Master Thesis Proposal

Hierarchical Clustering of STL Formulae
Co-Supervisors:   Alexis Linard (linard@kth.se), Christian Pek (pek2@kth.se)
Examiner: Jana Tumova
Starting date: ASAP
Project description:

Signal Temporal Logic (STL) [1]  is a formalism used in robotics to specify complex tasks and to characterize (desired) behaviours of systems in a machine-interpretable way. However, designing a temporal logic formula is usually a tedious task, often requiring manual tuning. To automate the inference of temporal logic formulae, recent approaches learn specifications from datasets which include positive (i.e. complying with the specification) and negative signals (i.e. violating the specification) of the target specification [2-6]. To obtain accurate and tight results, this process usually requires that the signals only belong to a single target specification. Nevertheless, in reality, signals are recorded from multiple specifications during the operation of a system. For instance, an autonomous vehicle performs different manoeuvres during its operation, depending on the current traffic situation. Each of these manoeuvres usually adheres to a different target specification. If the provided dataset contains signals of multiple target specifications, inference algorithms may not be able to determine a tight specification or even no specification at all.  Another example spans different driving styles one can encounter while driving: from careful driving styles to more aggressive ones.

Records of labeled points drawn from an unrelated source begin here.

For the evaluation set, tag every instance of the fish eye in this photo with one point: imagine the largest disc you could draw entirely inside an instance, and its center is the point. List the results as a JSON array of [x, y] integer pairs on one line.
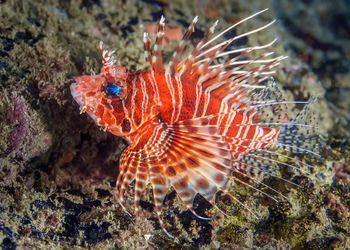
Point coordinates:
[[111, 90]]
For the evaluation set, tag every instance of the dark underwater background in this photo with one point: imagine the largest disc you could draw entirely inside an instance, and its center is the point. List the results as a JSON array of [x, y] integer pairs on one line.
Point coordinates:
[[58, 169]]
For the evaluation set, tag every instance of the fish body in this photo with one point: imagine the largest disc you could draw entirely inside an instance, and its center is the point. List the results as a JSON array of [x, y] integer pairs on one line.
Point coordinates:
[[189, 125]]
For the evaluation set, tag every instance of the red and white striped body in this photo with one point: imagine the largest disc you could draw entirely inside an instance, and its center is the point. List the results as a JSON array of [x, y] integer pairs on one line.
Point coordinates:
[[187, 123]]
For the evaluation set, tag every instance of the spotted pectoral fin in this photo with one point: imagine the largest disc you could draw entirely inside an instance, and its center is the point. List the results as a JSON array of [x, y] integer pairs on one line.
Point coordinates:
[[190, 158]]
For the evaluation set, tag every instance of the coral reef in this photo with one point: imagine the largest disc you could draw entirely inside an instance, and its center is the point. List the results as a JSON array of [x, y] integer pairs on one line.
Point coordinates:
[[58, 170]]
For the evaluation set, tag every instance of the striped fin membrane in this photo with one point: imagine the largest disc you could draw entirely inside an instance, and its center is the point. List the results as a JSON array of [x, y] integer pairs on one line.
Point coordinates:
[[204, 154]]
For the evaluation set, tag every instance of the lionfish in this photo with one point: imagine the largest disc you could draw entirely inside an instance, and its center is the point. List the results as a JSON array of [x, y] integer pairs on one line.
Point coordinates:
[[196, 125]]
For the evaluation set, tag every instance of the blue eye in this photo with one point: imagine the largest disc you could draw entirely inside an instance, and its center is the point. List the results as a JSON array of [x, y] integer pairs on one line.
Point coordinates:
[[112, 89]]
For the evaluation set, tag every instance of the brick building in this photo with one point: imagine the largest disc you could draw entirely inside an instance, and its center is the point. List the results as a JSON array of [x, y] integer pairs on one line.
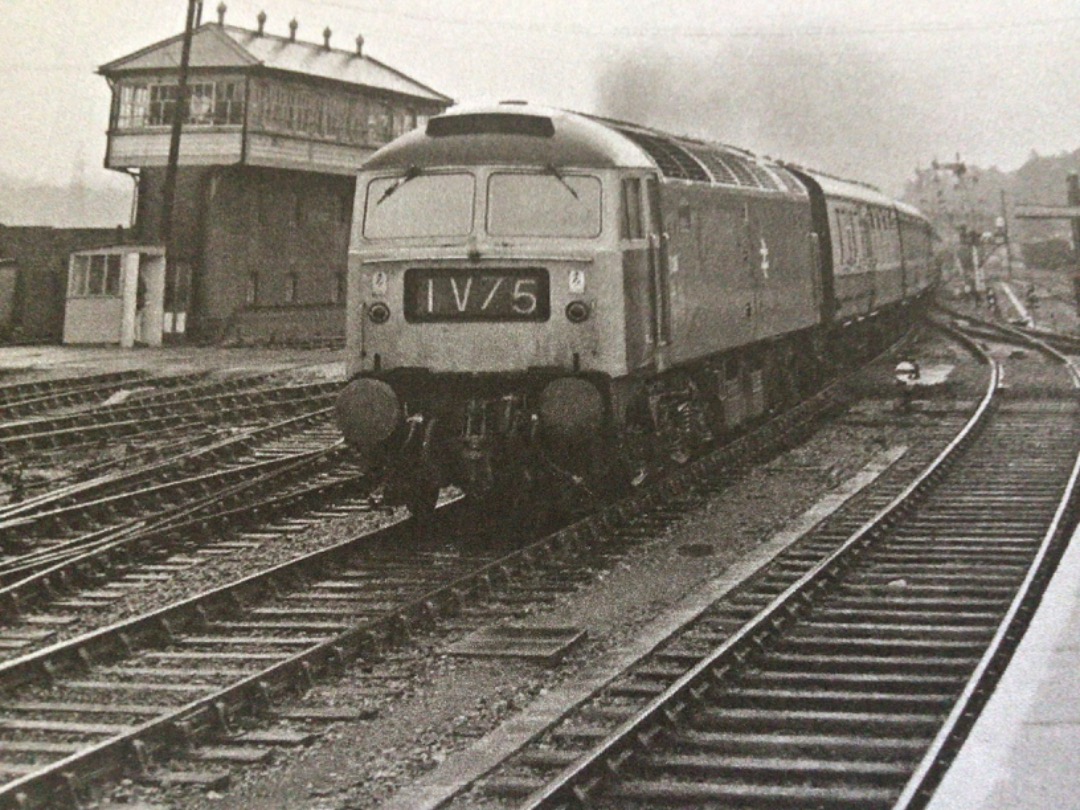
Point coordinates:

Your task will be to develop a hierarchical clustering approach that allows one to separate the recorded signals into distinct subsets. Each of these subsets should belong to a different target specification. Therefore, you need to determine suitable metrics [7] and identify clustering approaches to separate the signals, e.g., using their frequency spectrum. Subsequently, an inference algorithm should learn the target specification of each of the distinct subsets. These subsets can be updated in case this update results in tighter target specifications. Moreover, subsets can be further split, and the relation of each of the subsets can be modelled in a tree structure.

References

[1] O. Maler and D. Nickovic, “Monitoring temporal properties of continuous signals,” in Formal Techniques, Modelling and Analysis of Timed and Fault-Tolerant Systems. Springer, 2004, pp. 152–166.

[2] E. Asarin, A. Donze, O. Maler, and D. Nickovic, “Parametric identification of temporal properties,” in Proc. of the Int. Conf. on Runtime Verification. Springer, 2011, pp. 147–160.

[3] A. Bakhirkin, T. Ferrere, and O. Maler, “Efficient parametric identification for STL,” in Proc. of the 21st Int. Conf. on Hybrid Systems: Computation and Control. ACM, 2018, pp. 177–186.

[4] G. Bombara, C.-I. Vasile, F. Penedo, H. Yasuoka, and C. Belta, “A decision tree approach to data classification using signal temporal logic,” in Proceedings of the 19th International Conference on Hybrid Systems: Computation and Control. ACM, 2016, pp. 1–10.

[5] A. Jones, Z. Kong, and C. Belta, “Anomaly detection in cyber-physical systems: A formal methods approach,” in Proc. of the IEEE Int. Conf. on Decision and Control (CDC). 2014, pp. 848–853.

[6] G. Bombara and C. Belta, “Online learning of temporal logic formulae for signal classification,” in European Control Conference (ECC). IEEE, 2018, pp. 2057–2062.

[7] C. Madsen, P. Vaidyanathan, S. Sadraddini, C.-I. Vasile, N. A. De-Lateur, R. Weiss, D. Densmore, and C. Belta, “Metrics for signal temporal logic formulae,” in Proc. of the IEEE Int. Conf. on Decision and Control (CDC). 2018, pp. 1542–1547.